Frankenthal Erkenbert-Museum: FWG lehnt CDU-Vorschlag zu Nutzung ab

Erneut in der Diskussion: die Zukunft des Erkenbert-Museums am Rathausplatz.
Erneut in der Diskussion: die Zukunft des Erkenbert-Museums am Rathausplatz.

Mit ihrem Vorschlag, das Erkenbert-Museum in Frankenthal nach einer geplanten Sanierung nicht nur für den Ausstellungsbetrieb zu nutzen, sondern in das neue Konzept Platz für Veranstaltungen sowie möglicherweise ein gastronomisches Angebot aufzunehmen, stößt die CDU auf Widerstand.
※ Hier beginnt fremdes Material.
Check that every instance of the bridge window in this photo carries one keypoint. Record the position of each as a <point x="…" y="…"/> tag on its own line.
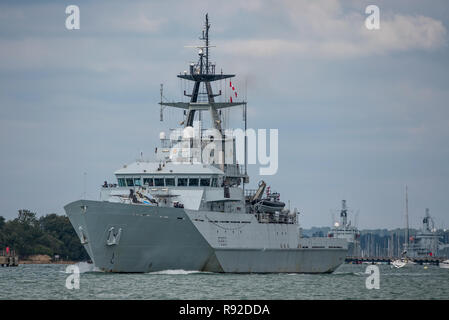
<point x="205" y="182"/>
<point x="148" y="182"/>
<point x="193" y="182"/>
<point x="169" y="182"/>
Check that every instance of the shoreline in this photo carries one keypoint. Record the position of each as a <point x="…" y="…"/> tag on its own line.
<point x="47" y="262"/>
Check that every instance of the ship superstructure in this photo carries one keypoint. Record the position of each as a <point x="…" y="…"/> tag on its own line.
<point x="189" y="208"/>
<point x="426" y="243"/>
<point x="343" y="229"/>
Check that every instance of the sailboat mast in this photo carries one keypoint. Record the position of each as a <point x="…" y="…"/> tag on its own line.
<point x="406" y="218"/>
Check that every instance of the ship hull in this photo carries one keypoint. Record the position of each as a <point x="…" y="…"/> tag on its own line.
<point x="161" y="238"/>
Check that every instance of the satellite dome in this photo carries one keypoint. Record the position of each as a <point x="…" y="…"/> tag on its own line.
<point x="188" y="132"/>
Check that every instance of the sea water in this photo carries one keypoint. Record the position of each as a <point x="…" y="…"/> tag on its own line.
<point x="347" y="282"/>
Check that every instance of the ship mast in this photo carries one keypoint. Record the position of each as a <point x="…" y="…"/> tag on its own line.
<point x="203" y="72"/>
<point x="406" y="219"/>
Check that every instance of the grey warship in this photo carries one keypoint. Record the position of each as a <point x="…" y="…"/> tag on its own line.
<point x="180" y="211"/>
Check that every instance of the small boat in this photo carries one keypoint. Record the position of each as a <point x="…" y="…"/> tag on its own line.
<point x="444" y="264"/>
<point x="270" y="206"/>
<point x="400" y="263"/>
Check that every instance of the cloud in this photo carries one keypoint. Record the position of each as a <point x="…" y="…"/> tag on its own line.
<point x="323" y="29"/>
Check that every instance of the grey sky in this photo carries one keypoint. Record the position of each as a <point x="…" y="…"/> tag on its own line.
<point x="360" y="113"/>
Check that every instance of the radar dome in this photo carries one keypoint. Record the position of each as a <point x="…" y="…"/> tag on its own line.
<point x="188" y="133"/>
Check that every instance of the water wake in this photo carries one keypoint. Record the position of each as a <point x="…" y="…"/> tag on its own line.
<point x="175" y="272"/>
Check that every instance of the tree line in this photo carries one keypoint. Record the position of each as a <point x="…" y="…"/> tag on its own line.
<point x="50" y="234"/>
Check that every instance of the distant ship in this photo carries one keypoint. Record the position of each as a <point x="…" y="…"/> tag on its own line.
<point x="180" y="212"/>
<point x="344" y="230"/>
<point x="426" y="243"/>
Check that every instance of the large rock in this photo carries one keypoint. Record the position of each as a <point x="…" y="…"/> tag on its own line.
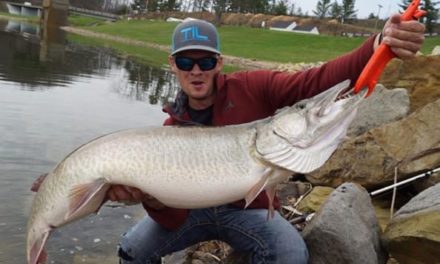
<point x="381" y="107"/>
<point x="413" y="235"/>
<point x="420" y="76"/>
<point x="370" y="159"/>
<point x="345" y="229"/>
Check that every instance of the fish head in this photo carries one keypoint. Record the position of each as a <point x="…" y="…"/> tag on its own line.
<point x="302" y="137"/>
<point x="311" y="120"/>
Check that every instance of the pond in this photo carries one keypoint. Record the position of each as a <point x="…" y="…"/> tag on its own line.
<point x="55" y="96"/>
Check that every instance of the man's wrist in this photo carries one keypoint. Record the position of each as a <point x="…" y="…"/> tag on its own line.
<point x="377" y="40"/>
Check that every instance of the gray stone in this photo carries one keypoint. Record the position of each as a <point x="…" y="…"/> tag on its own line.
<point x="413" y="235"/>
<point x="345" y="229"/>
<point x="381" y="107"/>
<point x="370" y="159"/>
<point x="436" y="50"/>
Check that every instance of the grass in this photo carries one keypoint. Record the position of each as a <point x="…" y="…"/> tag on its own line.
<point x="247" y="42"/>
<point x="253" y="43"/>
<point x="83" y="21"/>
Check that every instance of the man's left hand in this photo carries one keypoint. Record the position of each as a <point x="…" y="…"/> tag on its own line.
<point x="405" y="38"/>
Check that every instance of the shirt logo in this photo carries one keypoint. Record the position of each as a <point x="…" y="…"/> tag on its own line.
<point x="192" y="33"/>
<point x="229" y="105"/>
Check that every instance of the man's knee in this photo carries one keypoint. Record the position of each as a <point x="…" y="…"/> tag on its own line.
<point x="124" y="255"/>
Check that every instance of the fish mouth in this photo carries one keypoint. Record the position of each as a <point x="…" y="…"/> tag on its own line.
<point x="340" y="94"/>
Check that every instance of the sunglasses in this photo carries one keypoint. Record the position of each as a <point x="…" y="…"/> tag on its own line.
<point x="186" y="64"/>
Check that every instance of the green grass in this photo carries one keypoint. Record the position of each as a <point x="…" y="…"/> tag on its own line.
<point x="83" y="21"/>
<point x="253" y="43"/>
<point x="30" y="19"/>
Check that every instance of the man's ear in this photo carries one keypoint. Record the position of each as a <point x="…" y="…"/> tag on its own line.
<point x="219" y="66"/>
<point x="172" y="63"/>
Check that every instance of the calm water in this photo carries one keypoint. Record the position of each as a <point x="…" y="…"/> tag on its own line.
<point x="55" y="96"/>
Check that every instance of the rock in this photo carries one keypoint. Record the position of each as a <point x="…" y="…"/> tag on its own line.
<point x="381" y="107"/>
<point x="370" y="158"/>
<point x="413" y="235"/>
<point x="436" y="50"/>
<point x="345" y="229"/>
<point x="420" y="76"/>
<point x="289" y="192"/>
<point x="313" y="201"/>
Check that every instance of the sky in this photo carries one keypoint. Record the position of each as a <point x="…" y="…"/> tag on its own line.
<point x="363" y="7"/>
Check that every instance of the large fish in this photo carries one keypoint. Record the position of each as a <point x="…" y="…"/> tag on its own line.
<point x="192" y="167"/>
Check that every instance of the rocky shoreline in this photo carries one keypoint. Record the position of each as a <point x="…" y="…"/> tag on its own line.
<point x="394" y="126"/>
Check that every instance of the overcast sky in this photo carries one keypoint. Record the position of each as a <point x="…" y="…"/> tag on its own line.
<point x="363" y="7"/>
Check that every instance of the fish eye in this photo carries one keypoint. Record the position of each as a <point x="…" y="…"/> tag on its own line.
<point x="301" y="106"/>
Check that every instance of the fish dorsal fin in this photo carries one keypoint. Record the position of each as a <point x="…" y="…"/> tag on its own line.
<point x="270" y="193"/>
<point x="282" y="153"/>
<point x="37" y="254"/>
<point x="86" y="198"/>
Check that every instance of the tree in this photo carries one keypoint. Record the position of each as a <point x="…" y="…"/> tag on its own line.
<point x="348" y="11"/>
<point x="322" y="8"/>
<point x="336" y="11"/>
<point x="220" y="8"/>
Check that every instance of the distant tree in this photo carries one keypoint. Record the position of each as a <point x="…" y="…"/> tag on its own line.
<point x="348" y="11"/>
<point x="432" y="14"/>
<point x="280" y="8"/>
<point x="219" y="8"/>
<point x="336" y="11"/>
<point x="322" y="8"/>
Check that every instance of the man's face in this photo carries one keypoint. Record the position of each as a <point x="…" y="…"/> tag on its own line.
<point x="196" y="83"/>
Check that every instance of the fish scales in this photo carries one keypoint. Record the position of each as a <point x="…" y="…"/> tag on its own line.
<point x="192" y="167"/>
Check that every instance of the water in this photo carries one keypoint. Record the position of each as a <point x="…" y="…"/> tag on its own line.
<point x="55" y="96"/>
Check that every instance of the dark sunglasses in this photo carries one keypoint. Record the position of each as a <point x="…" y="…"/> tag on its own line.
<point x="186" y="64"/>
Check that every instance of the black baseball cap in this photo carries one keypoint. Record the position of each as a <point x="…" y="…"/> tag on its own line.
<point x="195" y="34"/>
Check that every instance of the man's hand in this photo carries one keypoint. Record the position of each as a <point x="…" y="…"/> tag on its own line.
<point x="37" y="183"/>
<point x="121" y="193"/>
<point x="405" y="38"/>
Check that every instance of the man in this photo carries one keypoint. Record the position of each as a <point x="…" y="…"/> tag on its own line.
<point x="208" y="97"/>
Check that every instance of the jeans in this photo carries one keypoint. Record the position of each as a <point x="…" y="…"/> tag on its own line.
<point x="247" y="231"/>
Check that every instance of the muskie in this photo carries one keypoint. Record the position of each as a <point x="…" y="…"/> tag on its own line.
<point x="192" y="167"/>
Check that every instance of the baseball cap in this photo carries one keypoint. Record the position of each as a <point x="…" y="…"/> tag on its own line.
<point x="195" y="34"/>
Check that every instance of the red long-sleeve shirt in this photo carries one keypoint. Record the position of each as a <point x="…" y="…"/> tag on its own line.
<point x="243" y="97"/>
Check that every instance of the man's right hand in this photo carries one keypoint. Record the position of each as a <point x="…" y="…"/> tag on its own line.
<point x="122" y="193"/>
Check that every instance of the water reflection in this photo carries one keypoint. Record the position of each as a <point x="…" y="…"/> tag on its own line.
<point x="50" y="106"/>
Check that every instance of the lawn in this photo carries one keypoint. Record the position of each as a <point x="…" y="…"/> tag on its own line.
<point x="253" y="43"/>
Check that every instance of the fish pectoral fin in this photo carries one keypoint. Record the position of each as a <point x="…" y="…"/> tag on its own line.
<point x="258" y="187"/>
<point x="86" y="198"/>
<point x="37" y="254"/>
<point x="270" y="193"/>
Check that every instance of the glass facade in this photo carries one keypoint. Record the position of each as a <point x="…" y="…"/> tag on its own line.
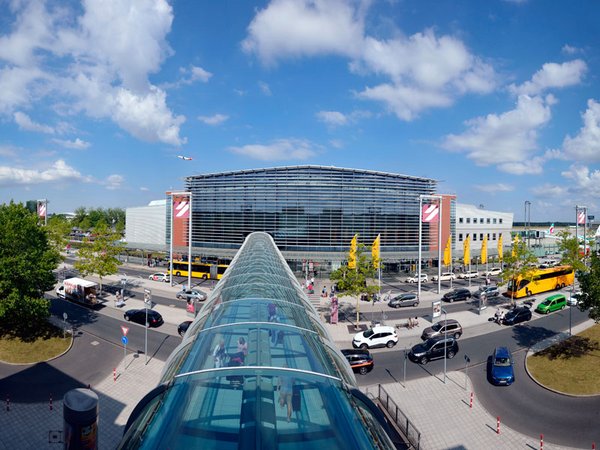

Die Freie Wählergruppe (FWG), mit 18 Sitzen größte Fraktion im Stadtrat, kündigt an, einen entsprechenden Antrag im Stadtrat am 11. Dezember abzulehnen. „Unser Museum soll dem kulturellen Erbe unserer Stadt gerecht werden und als Bildungs- und Kultureinrichtung den Stellenwert bekommen, den es verdient“, heißt es in einer Stellungnahme der Fraktionsvorsitzenden Tanja Mester. Die zugesagte Förderung des Landes gebe es nicht „für eine Eventlocation oder Gastronomie“, sondern für eine Sanierung, der ein mit dem Museumsverband Rheinland-Pfalz abgestimmtes Museumskonzept mit Ausstellungsfläche zugrunde liegt. Der Markenkern des Museums – Sammlung, Erhalt und Präsentation stadtgeschichtlich bedeutender Stücke – ginge bei einer Aufweichung verloren.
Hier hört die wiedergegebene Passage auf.